Ich wohne exakt gegenüber dem Perry’s Stage. Habe ein lautes WE hinter mir und mein Sohn, der morgen seinen ersten Schultag hat, konnte ich erst um 22 Uhr ins Bett bringen. Soviel zum Kontext.

Im offiziellem Interview hieß es, dass die Anwohnen Hotline rund um die Uhr besetzt ist. In der Anwohnerinformation werde ich vom Anwohner- und Nachbarschaftsservice eingeladen mich mit diesem in Verbindung zu setzen.

„Wir werden uns umgehend um Ihr Anliegen kümmern” steht auf die Anwohnerinformation im Original.

Am Samstag, 10.09.2016 rufe ich die Hotline um 21:20 an und frage nach Anwohnertickets. Nach Durchgabe der Personalien sollten 10 Minuten später diese am Osteingang abholbar sein. Trotz sofortigem Losgehen erreichten wir nach langem Marsch und langer Suche um 22:20 Uhr den Osteingang. Alle Schalter waren noch personell besetzt aber den Zugang zu den Schaltern verwehrte uns ein Securitiy Mann, der uns noch erzählte, dass er den ganzen Tag beschimpft, bespuckt und beleidigt worden ist. Also 1:40 Stunden vor dem offiziellem Ende bekamen wir keine Bändchen mehr. Auch ein Telefonat mit der Hotline und das direkte Gespräch zwischen Hotline und Security brachte keine Abhilfe. Wir mussten mit leeren Händen gehen. Dabei wurden noch um 23 Uhr Gäste zum Mainstage gelassen, die ihre Bändchen schon hatten. Aber als Anwohner muss man tolerant sein. Toleranz zu erwarten, das sollte man von der Lollapalozza hingegen vergessen. Das Bändchen sollten wir uns heute (am Sonntag) abholen. Dies würde aber auch am West-Eingang gehen. Wooow, dachte ich mir.

Kommentar von René

Hallo Raúl,

Krasse Story. Da hat wohl jemand gepennt und geschlampt und die anderen kriegen es nicht auf die Reihe. Ich kann ja verstehen, dass die Security da erst mal eine Unsauberkeit feststellt, die zu klären ist. Aber das hätte dann zwichen Security und Anwohnerservice binnen 15 Minuten geklärt sein müssen.
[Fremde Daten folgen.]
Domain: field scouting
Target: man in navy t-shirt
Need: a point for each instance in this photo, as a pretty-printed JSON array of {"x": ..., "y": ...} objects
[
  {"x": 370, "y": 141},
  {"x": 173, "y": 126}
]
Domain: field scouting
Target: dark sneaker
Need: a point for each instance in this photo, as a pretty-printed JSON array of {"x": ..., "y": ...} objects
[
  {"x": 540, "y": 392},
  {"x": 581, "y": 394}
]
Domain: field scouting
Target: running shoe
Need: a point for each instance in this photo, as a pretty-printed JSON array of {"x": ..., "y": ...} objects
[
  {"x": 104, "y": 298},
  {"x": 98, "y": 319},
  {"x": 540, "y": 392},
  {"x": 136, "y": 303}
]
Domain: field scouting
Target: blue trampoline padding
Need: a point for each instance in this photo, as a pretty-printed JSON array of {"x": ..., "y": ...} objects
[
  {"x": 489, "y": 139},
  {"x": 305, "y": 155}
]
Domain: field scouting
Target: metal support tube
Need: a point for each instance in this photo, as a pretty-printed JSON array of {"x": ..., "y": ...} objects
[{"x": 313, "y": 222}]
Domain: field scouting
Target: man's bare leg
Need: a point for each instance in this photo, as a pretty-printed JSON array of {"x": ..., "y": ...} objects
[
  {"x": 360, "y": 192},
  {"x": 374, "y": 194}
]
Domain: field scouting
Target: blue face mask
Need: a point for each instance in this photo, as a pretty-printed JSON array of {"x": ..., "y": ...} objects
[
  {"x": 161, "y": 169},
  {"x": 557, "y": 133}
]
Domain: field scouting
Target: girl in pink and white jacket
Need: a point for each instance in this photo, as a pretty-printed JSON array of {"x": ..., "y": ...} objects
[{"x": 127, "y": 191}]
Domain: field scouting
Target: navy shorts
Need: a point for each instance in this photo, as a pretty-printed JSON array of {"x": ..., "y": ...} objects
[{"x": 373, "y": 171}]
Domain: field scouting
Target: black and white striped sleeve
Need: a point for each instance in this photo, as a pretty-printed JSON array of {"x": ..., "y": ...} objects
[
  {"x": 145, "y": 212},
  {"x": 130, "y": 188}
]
Wie auch immer: ich gebe der Presse mal einen Tipp auf dem Kommentar!

viele grüße,
rené

Bytheway: Du kannst hier gerne anonym kommentieren, kein Ding. Nachteil ist aber: auch ich kenne deine E-Mail-Adresse nicht, um dich im Zweifel zu kontaktieren, falls Presse interessiert ist. Schicke mir doch im Zweifel ne E-Mail.

Kommentar von JS

Soweit ich sehen konnte, wird es in der Presse eher so dargestellt, dass die Anwohner nur sehr wenig die Ersatzquartiere wollten.

Scheinbar will man alles bagatellisieren. Herrlich fand ich auch das Interview mit einer der Anwohnerinnen, die sich begeistert von dem Festival zeigte. Ok, auch dass gibt es.